ADOPTION UNDER NON-HINDU LAWS

Adoption under Christian Law

Isabella Rossellini said, “Adoption has the dimension of connection, not only to your own tribe, but beyond, widening the scope of what constitutes love, ties and family. It is a larger embrace. By adopting, we stretch past our immediate circles and, by reaching out, find an unexpected sense of belonging with others.

Although adoption has existed since time immemorial, India did not have any codified law on adoption. The need was felt, as a result of which, a legal framework was established with a aim to protect the rights of the adopted child in India. The community of Hindus, Jains, Sikhs, and Buddhists can legally adopt a child under The Hindu Adoption & Maintenance Act, 1956. However, adoption in the normal sense is regulated according to the strict personal laws of Muslims, Christians, Parsis and Jews; hence, they can become guardians of a child through The Guardians & Wards Act, 1890. This blog will focus on the requirements of adoption and becoming a guardian for Muslims, Christians, Parsis and Jews in India.

The Guardians & Wards Act, 1890

Muslims, Christians, Parsis and Jews in India can only take a ‘guardianship’ under The Guardians & Wards Act, 1890 (“Act”). Guardianship is not equivalent to having a biological child, unlike adoption under The Hindu Adoption & Maintenance Act, 1956. Under the Act, a child who has not completed 18 years of age is considered a minor.

To become a child’s guardian, one has to apply to a court. The application should contain all the information, including information about the guardian and the reasons for seeking guardianship. Once the court admits the application, a date for a hearing would be set, and the relevant evidence is placed before the court. The court uses its discretionary power and considers the interests of the minor, age, sex, religion, compatibility with the guardian, the death of the parents, etc before allowing an applicant to become a guardian. The minor’s preference may also be taken into consideration. Unlike under The Hindu Adoption & Maintenance Act, 1956, this Act allows a minor and his property to have more than one guardian.

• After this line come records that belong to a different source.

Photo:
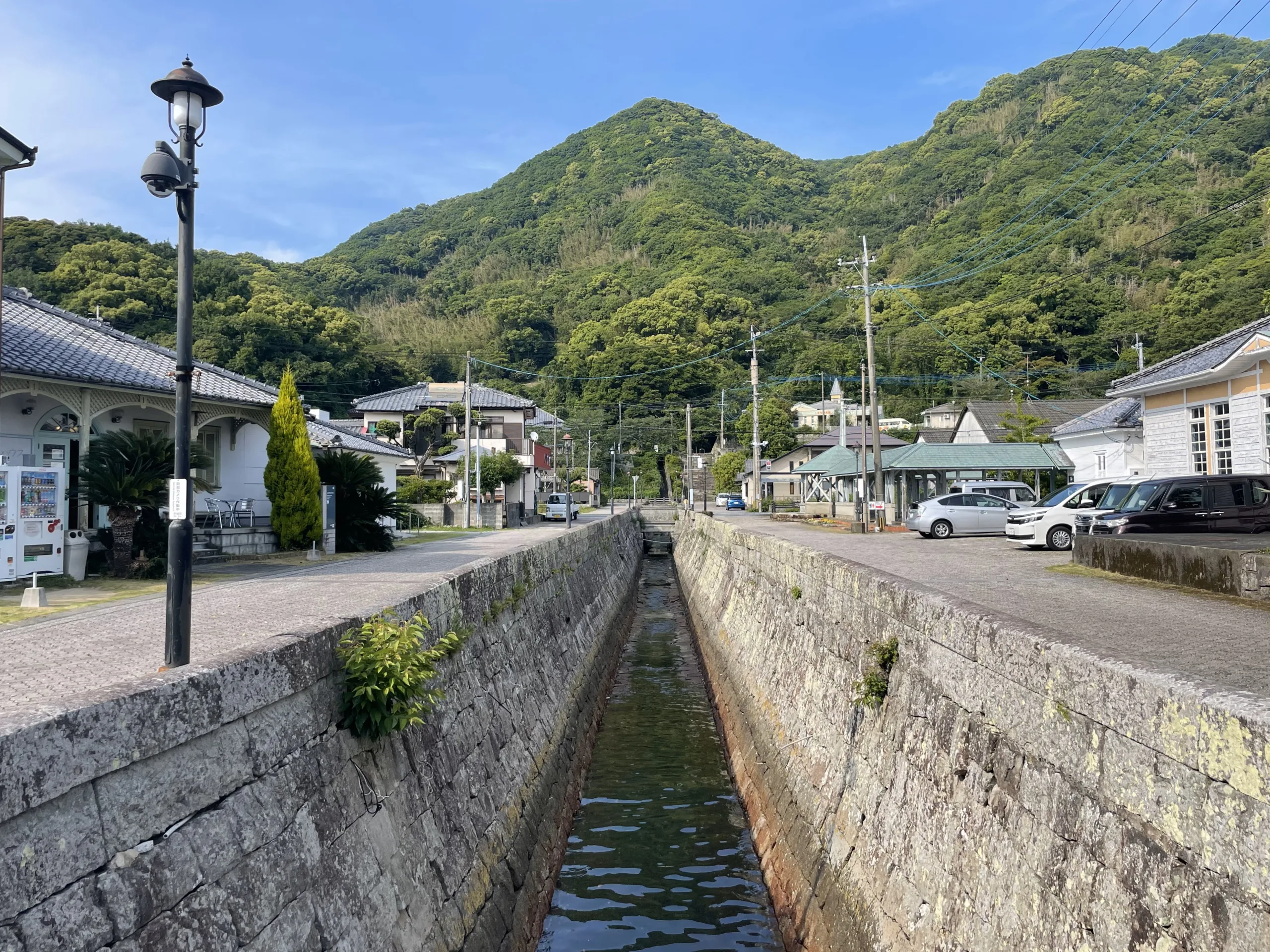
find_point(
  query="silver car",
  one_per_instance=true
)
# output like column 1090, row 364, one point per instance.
column 960, row 513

Guardianship under Muslim personal law 

Adoption in Muslim personal law is known as “kafala”. The practice is highly regulated by Islamic law. The adopter is a a “guardian” and the adoptee, a “ward”. It is unlawful to attribute one’s ward to oneself, as if there is a biological relationship. This is because Islam aims at safeguarding one’s biological lineage. There are a few rules in Islam regarding becoming a guardian to a ward:

  • A ward retains their own biological family name and does not change it to match that of the guardian’s family.
  • A ward inherits from his or her biological parents, but does not automatically inherit any property from the guardians.
  • If the ward is provided with property or wealth from the biological family, the guardians are responsible to take care of the property as though they are trustees of the ward. The guardians cannot coincide the ward’s property/wealth with their own. 

These rules emphasize that the guardians are not taking the place of the biological family; they are trustees and caretakers of the child. Their role is very clearly defined, but nevertheless very valued and important.